Signed-off-by: Alexander Mikhalitsyn <alexander.mikhalit...@virtuozzo.com>

khorenko@:
v2:
  1. hunk
  ===
    done_restock:
   +       if (cache_charge)
   +               page_counter_charge(&memcg->cache, batch);
   +
  ===

  is moved to later commit ("mm/memcg: Use per-cpu stock charges for
  ->cache counter")

  2. "cache" field in struct mem_cgroup has been moved out of ifdef
  3. copyright added to include/linux/page_vzext.h

v3: define mem_cgroup_charge_cache() for !CONFIG_MEMCG case
(cherry picked from commit 923c3f6d0c71499affd6fe2741aa7e2dcc565efa)

===+++
mm/memcg: reclaim memory.cache.limit_in_bytes from background

Reclaiming memory above memory.cache.limit_in_bytes always in direct
reclaim mode adds to much of a cost for vstorage. Instead of direct
reclaim allow to overflow memory.cache.limit_in_bytes but launch
the reclaim in background task.

https://pmc.acronis.com/browse/VSTOR-24395
https://jira.sw.ru/browse/PSBM-94761
Signed-off-by: Andrey Ryabinin <aryabi...@virtuozzo.com>

(cherry picked from commit c7235680e58c0d7d792e8f47264ef233d2752b0b)

see ms 1a3e1f40 ("mm: memcontrol: decouple reference counting from page 
accounting")

https://jira.sw.ru/browse/PSBM-131957

Signed-off-by: Alexander Mikhalitsyn <alexander.mikhalit...@virtuozzo.com>

===+++
mm/memcg: fix cache growth above cache.limit_in_bytes

Exceeding cache above cache.limit_in_bytes schedules high_work_func()
which tries to reclaim 32 pages. If cache generated fast enough or it allows
cgroup to steadily grow above cache.limit_in_bytes because we don't reclaim
enough. Try to reclaim exceeded amount of cache instead.

https://jira.sw.ru/browse/PSBM-106384
Signed-off-by: Andrey Ryabinin <aryabi...@virtuozzo.com>

(cherry picked from commit 098f6a9add74a10848494427046cb8087ceb27d1)
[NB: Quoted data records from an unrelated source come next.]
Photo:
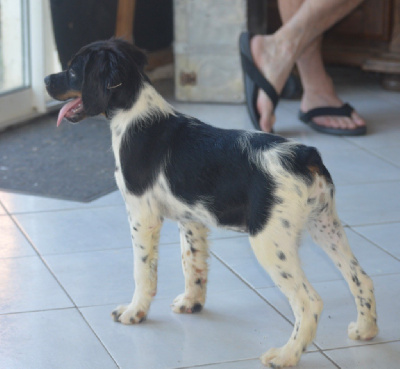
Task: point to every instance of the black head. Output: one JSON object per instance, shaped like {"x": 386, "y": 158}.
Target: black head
{"x": 102, "y": 77}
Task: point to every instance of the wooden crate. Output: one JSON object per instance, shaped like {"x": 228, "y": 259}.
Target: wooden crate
{"x": 207, "y": 62}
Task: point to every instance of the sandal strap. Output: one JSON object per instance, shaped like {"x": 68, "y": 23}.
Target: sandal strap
{"x": 251, "y": 70}
{"x": 343, "y": 111}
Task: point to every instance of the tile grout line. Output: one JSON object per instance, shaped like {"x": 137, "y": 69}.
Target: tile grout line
{"x": 265, "y": 300}
{"x": 61, "y": 286}
{"x": 376, "y": 245}
{"x": 368, "y": 151}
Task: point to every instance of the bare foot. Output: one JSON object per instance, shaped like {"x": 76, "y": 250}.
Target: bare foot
{"x": 274, "y": 59}
{"x": 325, "y": 95}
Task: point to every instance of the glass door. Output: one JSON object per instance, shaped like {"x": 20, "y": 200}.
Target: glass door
{"x": 27, "y": 54}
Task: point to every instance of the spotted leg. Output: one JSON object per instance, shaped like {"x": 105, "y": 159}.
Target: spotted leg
{"x": 145, "y": 233}
{"x": 194, "y": 248}
{"x": 276, "y": 249}
{"x": 327, "y": 231}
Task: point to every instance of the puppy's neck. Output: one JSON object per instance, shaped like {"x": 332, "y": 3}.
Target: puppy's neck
{"x": 148, "y": 106}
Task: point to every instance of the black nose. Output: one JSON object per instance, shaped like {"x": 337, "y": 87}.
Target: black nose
{"x": 47, "y": 81}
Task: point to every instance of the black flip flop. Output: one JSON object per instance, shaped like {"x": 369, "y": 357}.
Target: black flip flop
{"x": 253, "y": 80}
{"x": 343, "y": 111}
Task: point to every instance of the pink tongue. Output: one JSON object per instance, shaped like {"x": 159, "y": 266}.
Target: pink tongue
{"x": 66, "y": 108}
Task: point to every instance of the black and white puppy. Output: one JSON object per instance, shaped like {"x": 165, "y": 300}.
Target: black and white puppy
{"x": 175, "y": 166}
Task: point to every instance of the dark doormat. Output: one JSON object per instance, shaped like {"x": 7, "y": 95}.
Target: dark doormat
{"x": 72, "y": 162}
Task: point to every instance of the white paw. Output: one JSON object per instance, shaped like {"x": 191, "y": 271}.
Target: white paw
{"x": 127, "y": 315}
{"x": 183, "y": 304}
{"x": 280, "y": 357}
{"x": 366, "y": 330}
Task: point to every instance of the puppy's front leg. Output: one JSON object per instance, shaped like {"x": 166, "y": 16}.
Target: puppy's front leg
{"x": 145, "y": 237}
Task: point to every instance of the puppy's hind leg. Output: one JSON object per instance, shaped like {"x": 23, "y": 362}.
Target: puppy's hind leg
{"x": 327, "y": 231}
{"x": 276, "y": 249}
{"x": 194, "y": 248}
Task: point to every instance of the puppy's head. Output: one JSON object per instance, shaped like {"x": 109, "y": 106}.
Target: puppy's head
{"x": 102, "y": 77}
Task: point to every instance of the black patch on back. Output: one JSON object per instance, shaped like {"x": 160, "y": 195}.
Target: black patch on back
{"x": 204, "y": 162}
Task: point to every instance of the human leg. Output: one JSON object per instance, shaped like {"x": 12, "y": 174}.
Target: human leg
{"x": 275, "y": 55}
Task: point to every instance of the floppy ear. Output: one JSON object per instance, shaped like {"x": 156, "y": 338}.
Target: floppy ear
{"x": 100, "y": 74}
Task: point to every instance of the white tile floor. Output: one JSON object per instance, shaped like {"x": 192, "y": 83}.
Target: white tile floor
{"x": 64, "y": 266}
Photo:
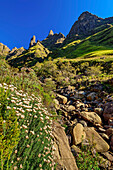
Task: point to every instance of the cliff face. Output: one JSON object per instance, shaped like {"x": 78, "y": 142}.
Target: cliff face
{"x": 53, "y": 40}
{"x": 86, "y": 25}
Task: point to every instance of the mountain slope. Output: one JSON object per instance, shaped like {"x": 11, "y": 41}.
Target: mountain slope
{"x": 30, "y": 57}
{"x": 100, "y": 41}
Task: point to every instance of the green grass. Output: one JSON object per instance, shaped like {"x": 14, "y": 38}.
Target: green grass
{"x": 95, "y": 45}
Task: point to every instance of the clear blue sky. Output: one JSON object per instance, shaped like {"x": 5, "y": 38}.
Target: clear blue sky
{"x": 21, "y": 19}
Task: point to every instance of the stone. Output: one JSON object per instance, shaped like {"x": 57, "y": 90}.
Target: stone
{"x": 100, "y": 144}
{"x": 61, "y": 99}
{"x": 104, "y": 136}
{"x": 50, "y": 33}
{"x": 91, "y": 96}
{"x": 33, "y": 41}
{"x": 99, "y": 111}
{"x": 78, "y": 134}
{"x": 109, "y": 131}
{"x": 111, "y": 143}
{"x": 62, "y": 155}
{"x": 79, "y": 94}
{"x": 71, "y": 108}
{"x": 83, "y": 123}
{"x": 75, "y": 150}
{"x": 91, "y": 117}
{"x": 108, "y": 111}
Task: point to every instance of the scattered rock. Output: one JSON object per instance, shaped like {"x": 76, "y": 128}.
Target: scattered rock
{"x": 33, "y": 41}
{"x": 108, "y": 111}
{"x": 91, "y": 96}
{"x": 62, "y": 155}
{"x": 91, "y": 117}
{"x": 100, "y": 144}
{"x": 98, "y": 111}
{"x": 78, "y": 134}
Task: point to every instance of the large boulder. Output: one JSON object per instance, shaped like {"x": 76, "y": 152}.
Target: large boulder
{"x": 91, "y": 117}
{"x": 108, "y": 111}
{"x": 100, "y": 144}
{"x": 62, "y": 156}
{"x": 78, "y": 134}
{"x": 33, "y": 41}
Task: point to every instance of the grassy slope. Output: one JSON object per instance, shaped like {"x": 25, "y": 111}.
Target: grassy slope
{"x": 33, "y": 55}
{"x": 96, "y": 45}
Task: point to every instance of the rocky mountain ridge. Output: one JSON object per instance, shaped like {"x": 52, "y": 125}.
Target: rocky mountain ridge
{"x": 86, "y": 25}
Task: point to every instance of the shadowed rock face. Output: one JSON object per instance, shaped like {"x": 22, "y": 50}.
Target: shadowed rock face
{"x": 53, "y": 40}
{"x": 15, "y": 52}
{"x": 4, "y": 50}
{"x": 33, "y": 41}
{"x": 86, "y": 24}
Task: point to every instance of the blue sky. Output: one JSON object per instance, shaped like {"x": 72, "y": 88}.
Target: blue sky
{"x": 21, "y": 19}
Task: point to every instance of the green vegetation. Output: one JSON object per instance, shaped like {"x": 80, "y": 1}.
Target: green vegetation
{"x": 30, "y": 145}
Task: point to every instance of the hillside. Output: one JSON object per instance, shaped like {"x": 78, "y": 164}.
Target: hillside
{"x": 56, "y": 100}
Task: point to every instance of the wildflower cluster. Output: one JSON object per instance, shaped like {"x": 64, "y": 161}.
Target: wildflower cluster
{"x": 34, "y": 148}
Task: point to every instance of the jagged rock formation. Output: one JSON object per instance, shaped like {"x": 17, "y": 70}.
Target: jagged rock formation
{"x": 30, "y": 57}
{"x": 86, "y": 24}
{"x": 4, "y": 50}
{"x": 15, "y": 52}
{"x": 33, "y": 41}
{"x": 53, "y": 40}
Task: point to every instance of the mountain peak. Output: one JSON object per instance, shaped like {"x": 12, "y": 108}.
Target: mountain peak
{"x": 85, "y": 24}
{"x": 50, "y": 33}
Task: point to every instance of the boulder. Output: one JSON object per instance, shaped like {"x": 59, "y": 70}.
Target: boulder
{"x": 100, "y": 144}
{"x": 109, "y": 131}
{"x": 62, "y": 156}
{"x": 61, "y": 99}
{"x": 91, "y": 117}
{"x": 91, "y": 96}
{"x": 79, "y": 94}
{"x": 111, "y": 143}
{"x": 78, "y": 134}
{"x": 33, "y": 41}
{"x": 108, "y": 111}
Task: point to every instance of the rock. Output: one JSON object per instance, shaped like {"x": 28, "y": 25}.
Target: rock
{"x": 79, "y": 94}
{"x": 53, "y": 40}
{"x": 91, "y": 117}
{"x": 110, "y": 121}
{"x": 75, "y": 150}
{"x": 33, "y": 41}
{"x": 78, "y": 134}
{"x": 109, "y": 131}
{"x": 4, "y": 50}
{"x": 79, "y": 104}
{"x": 50, "y": 33}
{"x": 62, "y": 156}
{"x": 83, "y": 123}
{"x": 56, "y": 104}
{"x": 111, "y": 143}
{"x": 91, "y": 96}
{"x": 84, "y": 25}
{"x": 94, "y": 138}
{"x": 104, "y": 136}
{"x": 61, "y": 99}
{"x": 108, "y": 111}
{"x": 98, "y": 111}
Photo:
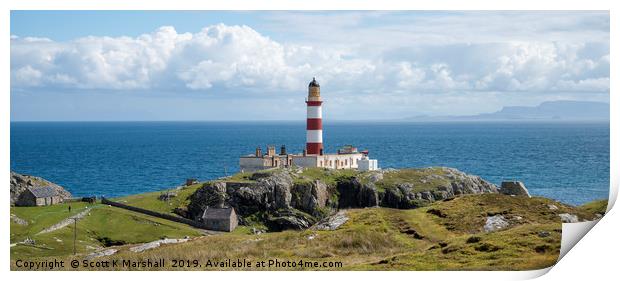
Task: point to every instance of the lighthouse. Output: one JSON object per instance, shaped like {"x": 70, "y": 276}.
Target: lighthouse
{"x": 313, "y": 156}
{"x": 314, "y": 123}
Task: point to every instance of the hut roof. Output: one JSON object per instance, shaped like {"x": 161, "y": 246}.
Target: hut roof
{"x": 217, "y": 213}
{"x": 43, "y": 191}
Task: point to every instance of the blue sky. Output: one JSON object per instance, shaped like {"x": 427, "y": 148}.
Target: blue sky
{"x": 214, "y": 65}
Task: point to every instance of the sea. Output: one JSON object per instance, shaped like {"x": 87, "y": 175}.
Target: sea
{"x": 568, "y": 162}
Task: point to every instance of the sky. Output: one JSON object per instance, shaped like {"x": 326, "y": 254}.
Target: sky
{"x": 256, "y": 65}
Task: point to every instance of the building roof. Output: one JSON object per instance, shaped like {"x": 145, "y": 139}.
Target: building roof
{"x": 43, "y": 191}
{"x": 217, "y": 213}
{"x": 314, "y": 83}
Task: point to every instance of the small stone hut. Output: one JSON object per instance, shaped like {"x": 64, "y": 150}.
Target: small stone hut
{"x": 220, "y": 219}
{"x": 39, "y": 196}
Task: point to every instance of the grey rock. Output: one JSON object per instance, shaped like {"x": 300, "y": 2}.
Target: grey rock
{"x": 288, "y": 219}
{"x": 375, "y": 177}
{"x": 568, "y": 218}
{"x": 332, "y": 222}
{"x": 155, "y": 244}
{"x": 18, "y": 220}
{"x": 515, "y": 188}
{"x": 544, "y": 234}
{"x": 495, "y": 223}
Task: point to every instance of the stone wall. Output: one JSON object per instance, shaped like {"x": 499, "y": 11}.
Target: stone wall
{"x": 155, "y": 214}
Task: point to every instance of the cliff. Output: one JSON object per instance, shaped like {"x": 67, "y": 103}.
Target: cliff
{"x": 296, "y": 199}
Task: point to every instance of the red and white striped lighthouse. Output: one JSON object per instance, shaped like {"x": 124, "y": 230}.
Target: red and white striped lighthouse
{"x": 314, "y": 123}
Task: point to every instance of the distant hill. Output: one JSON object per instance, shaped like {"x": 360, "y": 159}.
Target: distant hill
{"x": 546, "y": 111}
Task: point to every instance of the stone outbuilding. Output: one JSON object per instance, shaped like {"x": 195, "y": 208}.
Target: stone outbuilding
{"x": 220, "y": 219}
{"x": 39, "y": 196}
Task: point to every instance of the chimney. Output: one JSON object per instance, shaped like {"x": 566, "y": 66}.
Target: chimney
{"x": 259, "y": 153}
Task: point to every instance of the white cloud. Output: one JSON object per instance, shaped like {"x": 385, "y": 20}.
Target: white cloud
{"x": 234, "y": 59}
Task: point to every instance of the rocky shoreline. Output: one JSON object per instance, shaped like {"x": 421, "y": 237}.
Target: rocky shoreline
{"x": 289, "y": 199}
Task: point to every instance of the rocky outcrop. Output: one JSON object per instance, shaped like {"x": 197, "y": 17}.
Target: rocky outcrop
{"x": 310, "y": 197}
{"x": 495, "y": 223}
{"x": 286, "y": 199}
{"x": 354, "y": 194}
{"x": 407, "y": 195}
{"x": 332, "y": 222}
{"x": 515, "y": 188}
{"x": 568, "y": 218}
{"x": 19, "y": 184}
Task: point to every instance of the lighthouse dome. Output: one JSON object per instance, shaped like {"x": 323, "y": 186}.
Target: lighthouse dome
{"x": 314, "y": 83}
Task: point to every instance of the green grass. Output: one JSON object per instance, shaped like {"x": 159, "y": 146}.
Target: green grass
{"x": 327, "y": 176}
{"x": 151, "y": 200}
{"x": 391, "y": 239}
{"x": 467, "y": 214}
{"x": 103, "y": 221}
{"x": 597, "y": 207}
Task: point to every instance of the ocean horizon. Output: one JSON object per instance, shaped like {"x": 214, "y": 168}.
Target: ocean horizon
{"x": 566, "y": 161}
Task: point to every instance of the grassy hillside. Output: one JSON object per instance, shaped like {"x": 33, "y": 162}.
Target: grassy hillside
{"x": 446, "y": 235}
{"x": 103, "y": 226}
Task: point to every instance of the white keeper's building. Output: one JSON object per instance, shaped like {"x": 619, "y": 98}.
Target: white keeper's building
{"x": 347, "y": 157}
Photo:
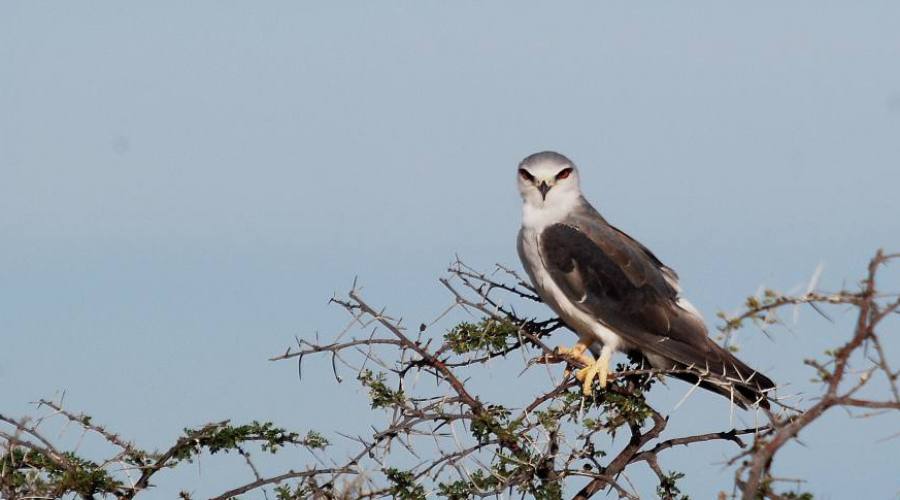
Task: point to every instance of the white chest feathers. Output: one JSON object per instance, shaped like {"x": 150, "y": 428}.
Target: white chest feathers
{"x": 586, "y": 325}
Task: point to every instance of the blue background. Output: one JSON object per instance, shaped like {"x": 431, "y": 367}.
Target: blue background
{"x": 183, "y": 186}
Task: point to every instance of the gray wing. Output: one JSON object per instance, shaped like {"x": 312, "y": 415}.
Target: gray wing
{"x": 614, "y": 278}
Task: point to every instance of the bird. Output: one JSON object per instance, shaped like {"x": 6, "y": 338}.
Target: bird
{"x": 613, "y": 292}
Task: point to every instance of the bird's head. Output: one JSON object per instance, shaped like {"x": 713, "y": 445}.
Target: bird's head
{"x": 548, "y": 178}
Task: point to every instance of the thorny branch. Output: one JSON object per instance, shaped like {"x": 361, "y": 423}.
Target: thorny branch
{"x": 442, "y": 438}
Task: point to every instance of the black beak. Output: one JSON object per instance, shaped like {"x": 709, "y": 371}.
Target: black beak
{"x": 543, "y": 188}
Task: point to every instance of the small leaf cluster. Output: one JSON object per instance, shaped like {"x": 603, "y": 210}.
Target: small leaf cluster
{"x": 28, "y": 472}
{"x": 494, "y": 420}
{"x": 490, "y": 334}
{"x": 668, "y": 487}
{"x": 381, "y": 395}
{"x": 298, "y": 492}
{"x": 403, "y": 485}
{"x": 224, "y": 437}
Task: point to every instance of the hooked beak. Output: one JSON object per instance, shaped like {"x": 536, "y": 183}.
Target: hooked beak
{"x": 543, "y": 188}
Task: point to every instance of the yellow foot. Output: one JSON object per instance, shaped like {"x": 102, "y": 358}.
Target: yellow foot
{"x": 598, "y": 369}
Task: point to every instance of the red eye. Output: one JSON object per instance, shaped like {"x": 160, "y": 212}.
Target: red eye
{"x": 563, "y": 173}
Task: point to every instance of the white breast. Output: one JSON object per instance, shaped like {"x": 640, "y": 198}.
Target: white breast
{"x": 587, "y": 326}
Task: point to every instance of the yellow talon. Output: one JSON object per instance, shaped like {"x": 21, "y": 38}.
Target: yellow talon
{"x": 598, "y": 369}
{"x": 576, "y": 353}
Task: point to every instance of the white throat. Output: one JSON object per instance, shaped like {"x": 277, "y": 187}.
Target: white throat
{"x": 537, "y": 216}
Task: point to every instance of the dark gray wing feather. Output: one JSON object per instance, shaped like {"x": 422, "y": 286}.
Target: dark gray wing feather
{"x": 614, "y": 278}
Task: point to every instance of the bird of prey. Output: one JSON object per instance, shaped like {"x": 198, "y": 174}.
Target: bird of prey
{"x": 613, "y": 292}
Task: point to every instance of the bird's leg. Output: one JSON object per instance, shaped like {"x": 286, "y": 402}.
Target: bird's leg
{"x": 599, "y": 369}
{"x": 576, "y": 353}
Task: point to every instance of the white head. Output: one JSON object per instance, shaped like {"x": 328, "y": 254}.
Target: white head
{"x": 548, "y": 180}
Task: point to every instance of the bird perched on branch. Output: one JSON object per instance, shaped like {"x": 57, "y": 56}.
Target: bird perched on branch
{"x": 613, "y": 292}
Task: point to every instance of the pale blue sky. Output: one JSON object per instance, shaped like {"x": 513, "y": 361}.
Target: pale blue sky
{"x": 182, "y": 186}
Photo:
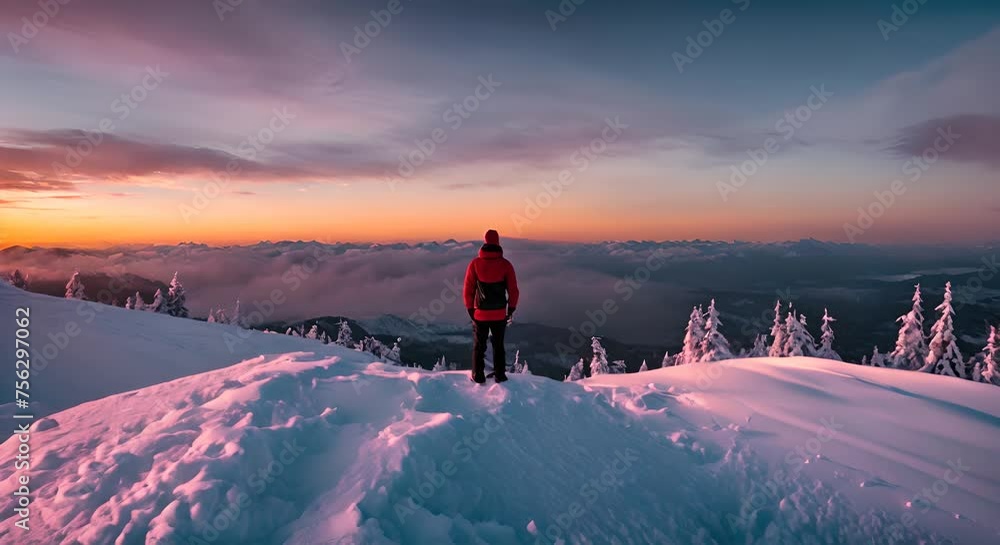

https://jira.sw.ru/browse/PSBM-131957

Signed-off-by: Alexander Mikhalitsyn <alexander.mikhalit...@virtuozzo.com>

===+++
mm/memcg: Use per-cpu stock charges for ->cache counter

Currently we use per-cpu stocks to do precharges of the ->memory and ->memsw
counters. Do this for the ->kmem and ->cache as well to decrease contention
on these counters as well.

https://jira.sw.ru/browse/PSBM-101300
Signed-off-by: Andrey Ryabinin <aryabi...@virtuozzo.com>

(cherry picked from commit e1ae7b88d380d24a6df7c9b34635346726de39e3)

Original title:
mm/memcg: Use per-cpu stock charges for ->kmem and ->cache counters #PSBM-101300

Reworked:
kmem part was dropped because looks like this percpu charging functionallity
was covered by ms commit (see below).

see ms:
bf4f0599 ("mm: memcg/slab: obj_cgroup API")
e1a366be ("mm: memcontrol: switch to rcu protection in drain_all_stock()")
1a3e1f40 ("mm: memcontrol: decouple reference counting from page accounting")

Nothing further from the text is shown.